Tyl, actually, abstracts any indication of a number as being a big number, therefore, enabling the programmer to write the same code, as written for regular numbers.

Let's assign the number 1000000000000000000000000000000000001 to a variable:
``` big_int 1000000000000000000000000000000000001 print big_int ```
1000000000000000000000000000000000001
As in numbers page, the big number: 1000000000000000000000000000000000001 is declared and assigned to `big_int` variable.
Likewise, all other operations and instructions in numbers page, are valid here.

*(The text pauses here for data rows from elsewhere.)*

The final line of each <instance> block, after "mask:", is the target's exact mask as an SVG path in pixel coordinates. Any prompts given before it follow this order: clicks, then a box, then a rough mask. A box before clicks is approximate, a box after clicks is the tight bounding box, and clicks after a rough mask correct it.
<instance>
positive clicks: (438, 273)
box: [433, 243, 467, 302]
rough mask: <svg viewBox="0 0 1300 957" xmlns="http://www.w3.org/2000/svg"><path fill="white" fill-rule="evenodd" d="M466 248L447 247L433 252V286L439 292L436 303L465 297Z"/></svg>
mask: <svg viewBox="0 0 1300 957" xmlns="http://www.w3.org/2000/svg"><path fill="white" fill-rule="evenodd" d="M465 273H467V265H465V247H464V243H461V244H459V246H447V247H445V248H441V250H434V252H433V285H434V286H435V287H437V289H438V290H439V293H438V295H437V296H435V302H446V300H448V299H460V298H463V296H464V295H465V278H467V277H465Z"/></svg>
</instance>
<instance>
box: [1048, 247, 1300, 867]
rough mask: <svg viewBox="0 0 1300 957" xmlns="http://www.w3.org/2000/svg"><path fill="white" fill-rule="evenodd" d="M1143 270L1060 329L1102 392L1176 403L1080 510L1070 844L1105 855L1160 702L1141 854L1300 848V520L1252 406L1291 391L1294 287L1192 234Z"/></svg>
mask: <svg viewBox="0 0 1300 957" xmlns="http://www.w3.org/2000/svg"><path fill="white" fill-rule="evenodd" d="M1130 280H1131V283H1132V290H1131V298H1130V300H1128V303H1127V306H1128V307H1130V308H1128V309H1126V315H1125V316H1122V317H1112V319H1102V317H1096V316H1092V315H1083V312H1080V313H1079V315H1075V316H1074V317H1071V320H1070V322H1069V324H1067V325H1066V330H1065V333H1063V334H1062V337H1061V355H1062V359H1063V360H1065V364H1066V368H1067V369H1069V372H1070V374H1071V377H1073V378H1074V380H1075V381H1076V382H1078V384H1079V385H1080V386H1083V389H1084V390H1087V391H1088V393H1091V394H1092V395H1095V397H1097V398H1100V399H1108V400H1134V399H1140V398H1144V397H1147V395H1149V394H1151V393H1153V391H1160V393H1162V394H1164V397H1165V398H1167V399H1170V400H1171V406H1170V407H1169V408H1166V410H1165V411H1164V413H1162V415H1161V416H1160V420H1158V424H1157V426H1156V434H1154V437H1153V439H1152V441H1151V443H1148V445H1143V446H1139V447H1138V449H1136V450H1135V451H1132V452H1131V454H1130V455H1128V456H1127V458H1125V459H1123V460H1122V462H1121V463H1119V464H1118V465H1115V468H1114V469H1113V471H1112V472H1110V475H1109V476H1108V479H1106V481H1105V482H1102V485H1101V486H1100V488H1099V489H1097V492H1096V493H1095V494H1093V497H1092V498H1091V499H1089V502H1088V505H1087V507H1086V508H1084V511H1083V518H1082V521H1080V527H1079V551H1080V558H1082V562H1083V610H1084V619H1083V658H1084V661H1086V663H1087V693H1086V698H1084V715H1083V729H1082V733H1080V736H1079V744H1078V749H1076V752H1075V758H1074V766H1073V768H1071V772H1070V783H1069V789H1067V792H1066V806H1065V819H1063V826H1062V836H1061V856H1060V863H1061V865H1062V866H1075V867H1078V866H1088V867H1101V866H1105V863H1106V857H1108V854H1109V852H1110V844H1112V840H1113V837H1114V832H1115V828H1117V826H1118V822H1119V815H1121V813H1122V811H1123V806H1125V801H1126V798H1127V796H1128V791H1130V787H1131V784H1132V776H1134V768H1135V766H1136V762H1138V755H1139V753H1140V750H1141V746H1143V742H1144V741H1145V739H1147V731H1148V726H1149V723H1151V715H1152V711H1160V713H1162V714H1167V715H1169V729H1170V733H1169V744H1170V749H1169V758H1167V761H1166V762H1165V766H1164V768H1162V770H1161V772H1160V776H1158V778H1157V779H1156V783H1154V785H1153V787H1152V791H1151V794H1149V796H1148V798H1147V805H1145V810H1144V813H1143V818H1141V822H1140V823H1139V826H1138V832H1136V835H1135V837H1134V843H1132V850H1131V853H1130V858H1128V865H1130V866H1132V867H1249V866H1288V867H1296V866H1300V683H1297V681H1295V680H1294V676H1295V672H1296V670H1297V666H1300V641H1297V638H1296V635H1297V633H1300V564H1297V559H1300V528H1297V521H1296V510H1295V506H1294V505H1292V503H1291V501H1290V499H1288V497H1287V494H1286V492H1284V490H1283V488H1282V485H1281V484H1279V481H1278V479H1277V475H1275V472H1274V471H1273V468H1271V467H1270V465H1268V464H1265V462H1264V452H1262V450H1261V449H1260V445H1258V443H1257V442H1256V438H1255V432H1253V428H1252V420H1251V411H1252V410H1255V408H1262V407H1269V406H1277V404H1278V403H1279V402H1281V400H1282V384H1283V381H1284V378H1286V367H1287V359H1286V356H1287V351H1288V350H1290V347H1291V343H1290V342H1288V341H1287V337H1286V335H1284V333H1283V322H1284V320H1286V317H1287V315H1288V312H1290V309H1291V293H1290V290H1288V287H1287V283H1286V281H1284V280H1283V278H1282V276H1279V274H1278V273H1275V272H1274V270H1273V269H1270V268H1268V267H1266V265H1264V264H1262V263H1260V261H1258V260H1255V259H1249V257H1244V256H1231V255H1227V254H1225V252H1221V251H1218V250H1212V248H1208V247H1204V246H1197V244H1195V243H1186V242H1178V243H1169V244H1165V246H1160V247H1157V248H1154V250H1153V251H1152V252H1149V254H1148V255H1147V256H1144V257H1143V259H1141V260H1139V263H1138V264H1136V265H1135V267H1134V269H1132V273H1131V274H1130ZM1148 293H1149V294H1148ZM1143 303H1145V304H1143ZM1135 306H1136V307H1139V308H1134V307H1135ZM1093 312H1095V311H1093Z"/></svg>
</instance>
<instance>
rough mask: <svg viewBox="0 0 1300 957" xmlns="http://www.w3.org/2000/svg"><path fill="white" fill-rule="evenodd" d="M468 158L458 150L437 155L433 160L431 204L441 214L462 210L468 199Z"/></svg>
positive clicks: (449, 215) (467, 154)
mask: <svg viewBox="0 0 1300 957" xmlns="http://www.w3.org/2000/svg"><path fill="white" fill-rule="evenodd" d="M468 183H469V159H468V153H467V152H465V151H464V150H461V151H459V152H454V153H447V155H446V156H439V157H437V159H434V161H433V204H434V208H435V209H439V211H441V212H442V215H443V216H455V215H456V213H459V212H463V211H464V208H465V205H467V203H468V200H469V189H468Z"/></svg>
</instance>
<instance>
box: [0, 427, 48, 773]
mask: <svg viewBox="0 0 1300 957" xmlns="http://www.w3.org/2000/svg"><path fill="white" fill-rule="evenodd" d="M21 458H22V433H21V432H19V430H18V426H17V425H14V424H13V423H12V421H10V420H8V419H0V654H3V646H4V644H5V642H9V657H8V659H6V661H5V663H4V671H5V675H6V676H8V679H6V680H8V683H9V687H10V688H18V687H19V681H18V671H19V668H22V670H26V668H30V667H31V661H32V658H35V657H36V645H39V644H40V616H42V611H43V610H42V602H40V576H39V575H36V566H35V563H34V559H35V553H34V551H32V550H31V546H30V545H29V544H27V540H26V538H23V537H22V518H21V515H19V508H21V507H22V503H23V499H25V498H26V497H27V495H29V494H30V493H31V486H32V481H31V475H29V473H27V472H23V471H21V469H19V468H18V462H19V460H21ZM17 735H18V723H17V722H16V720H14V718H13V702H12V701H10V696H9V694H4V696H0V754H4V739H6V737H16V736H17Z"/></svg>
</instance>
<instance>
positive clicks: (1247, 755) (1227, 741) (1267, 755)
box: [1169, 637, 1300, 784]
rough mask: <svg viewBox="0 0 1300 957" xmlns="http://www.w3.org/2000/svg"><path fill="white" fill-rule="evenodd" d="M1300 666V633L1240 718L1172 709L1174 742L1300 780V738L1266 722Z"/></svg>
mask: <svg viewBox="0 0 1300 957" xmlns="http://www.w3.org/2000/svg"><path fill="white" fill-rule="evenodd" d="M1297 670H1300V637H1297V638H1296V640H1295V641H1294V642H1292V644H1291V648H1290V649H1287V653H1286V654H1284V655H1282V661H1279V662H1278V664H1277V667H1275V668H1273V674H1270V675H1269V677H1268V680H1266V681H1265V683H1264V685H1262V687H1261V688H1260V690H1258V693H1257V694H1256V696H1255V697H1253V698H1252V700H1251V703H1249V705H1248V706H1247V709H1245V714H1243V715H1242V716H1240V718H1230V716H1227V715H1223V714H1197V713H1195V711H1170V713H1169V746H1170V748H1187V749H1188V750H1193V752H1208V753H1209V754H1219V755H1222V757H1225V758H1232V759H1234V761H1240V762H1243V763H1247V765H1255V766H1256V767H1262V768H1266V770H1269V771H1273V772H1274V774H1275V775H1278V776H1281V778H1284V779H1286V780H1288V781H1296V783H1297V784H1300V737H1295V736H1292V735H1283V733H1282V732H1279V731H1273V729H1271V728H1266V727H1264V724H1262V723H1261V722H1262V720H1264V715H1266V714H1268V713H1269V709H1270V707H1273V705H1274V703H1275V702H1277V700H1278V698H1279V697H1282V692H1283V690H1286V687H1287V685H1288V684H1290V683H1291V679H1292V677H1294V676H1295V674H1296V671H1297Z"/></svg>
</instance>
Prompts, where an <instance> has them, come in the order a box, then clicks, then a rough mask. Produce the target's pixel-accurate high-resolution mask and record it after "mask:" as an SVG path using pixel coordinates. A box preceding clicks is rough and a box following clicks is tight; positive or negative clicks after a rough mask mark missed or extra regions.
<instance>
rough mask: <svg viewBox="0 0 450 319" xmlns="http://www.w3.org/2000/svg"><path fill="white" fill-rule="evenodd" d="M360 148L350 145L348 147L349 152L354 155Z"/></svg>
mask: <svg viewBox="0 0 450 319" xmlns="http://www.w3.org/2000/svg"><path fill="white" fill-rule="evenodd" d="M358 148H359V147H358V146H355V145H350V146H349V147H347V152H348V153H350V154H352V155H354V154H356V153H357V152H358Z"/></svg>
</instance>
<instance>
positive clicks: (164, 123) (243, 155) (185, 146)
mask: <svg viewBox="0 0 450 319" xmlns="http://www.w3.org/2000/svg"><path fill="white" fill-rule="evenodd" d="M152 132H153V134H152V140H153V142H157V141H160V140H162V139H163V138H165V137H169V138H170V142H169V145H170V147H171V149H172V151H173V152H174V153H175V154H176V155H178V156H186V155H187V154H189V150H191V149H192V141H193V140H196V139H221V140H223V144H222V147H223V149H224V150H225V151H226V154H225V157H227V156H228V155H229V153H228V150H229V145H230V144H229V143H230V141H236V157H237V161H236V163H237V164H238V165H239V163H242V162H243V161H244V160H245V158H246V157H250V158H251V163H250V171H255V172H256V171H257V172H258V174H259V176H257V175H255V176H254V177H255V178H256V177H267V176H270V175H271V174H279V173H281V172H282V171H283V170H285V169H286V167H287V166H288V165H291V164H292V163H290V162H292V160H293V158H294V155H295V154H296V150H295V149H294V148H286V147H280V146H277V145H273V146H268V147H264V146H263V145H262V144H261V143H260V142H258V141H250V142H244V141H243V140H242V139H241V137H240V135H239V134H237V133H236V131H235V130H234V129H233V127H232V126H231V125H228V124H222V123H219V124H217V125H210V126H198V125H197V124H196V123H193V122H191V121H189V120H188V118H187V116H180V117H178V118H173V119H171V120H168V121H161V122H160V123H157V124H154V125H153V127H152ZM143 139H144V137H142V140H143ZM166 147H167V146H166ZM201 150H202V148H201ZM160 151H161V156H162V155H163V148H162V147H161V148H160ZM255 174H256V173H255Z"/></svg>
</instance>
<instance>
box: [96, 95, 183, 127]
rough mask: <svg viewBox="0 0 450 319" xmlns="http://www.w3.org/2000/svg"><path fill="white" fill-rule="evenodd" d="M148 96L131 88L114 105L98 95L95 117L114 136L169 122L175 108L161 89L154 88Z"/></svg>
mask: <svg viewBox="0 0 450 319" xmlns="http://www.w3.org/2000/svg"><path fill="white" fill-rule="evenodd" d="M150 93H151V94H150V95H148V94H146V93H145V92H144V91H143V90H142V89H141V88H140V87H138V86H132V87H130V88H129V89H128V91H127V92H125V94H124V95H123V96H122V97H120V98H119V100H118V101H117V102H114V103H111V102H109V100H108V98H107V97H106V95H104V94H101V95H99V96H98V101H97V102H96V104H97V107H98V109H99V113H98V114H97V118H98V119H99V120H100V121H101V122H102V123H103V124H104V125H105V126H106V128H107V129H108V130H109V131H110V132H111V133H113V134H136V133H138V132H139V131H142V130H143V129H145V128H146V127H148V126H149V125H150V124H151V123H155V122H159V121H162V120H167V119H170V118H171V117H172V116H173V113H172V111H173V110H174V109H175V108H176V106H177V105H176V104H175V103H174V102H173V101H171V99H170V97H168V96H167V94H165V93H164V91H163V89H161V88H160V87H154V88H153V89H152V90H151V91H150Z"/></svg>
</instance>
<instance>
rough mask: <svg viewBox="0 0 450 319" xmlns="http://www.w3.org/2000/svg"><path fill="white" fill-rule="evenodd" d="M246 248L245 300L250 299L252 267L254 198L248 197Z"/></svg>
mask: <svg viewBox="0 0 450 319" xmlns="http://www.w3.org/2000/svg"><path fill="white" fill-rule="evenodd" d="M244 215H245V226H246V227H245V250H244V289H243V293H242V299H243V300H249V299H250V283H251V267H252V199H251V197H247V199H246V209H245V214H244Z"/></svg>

Example of big numbers program:
``` num 1 i 20 ~ print '\n' + num ** 9999 ```

9999

99980001

999700029999

9996000599960001

99950009999000049999

999400149980001499940001

9993002099650034997900069999

99920027994400699944002799920001

999100359916012598740083996400089999

9990004498800209974802099880004499900001

99890054983503299538046196700164994500109999

998800659780049492080923920804949780006599880001

9987007797140714871317158284128692850285992200129999

99860090963610007998300265683002799810009636009099860001

998501049545136469975004356564344995300286350454989500149999

9984011994401819563280068561286885608007563218199440011999840001

99830135932023793813237405544307569194467624618776200679986400169999

998201529184305914338560818037531384375481778563143230599184015299820001

9981017090313874837471269619557276312370442303852869162761240968982900189999

99800189886048434499875224925953205847392052596224838758449648448860018999800001
To make the distinction between real numbers and big numbers, consider this:
``` real_num math.power 10 15 big_int 100000 * 100000 * 100000 print real_num print big_int print big_int - real_num ```
1E+15
1000000000000000
0
Big real number is printed with 'E+' notation, while big number is printed in an "as-is" manner. Last subtraction shows that their value is the same.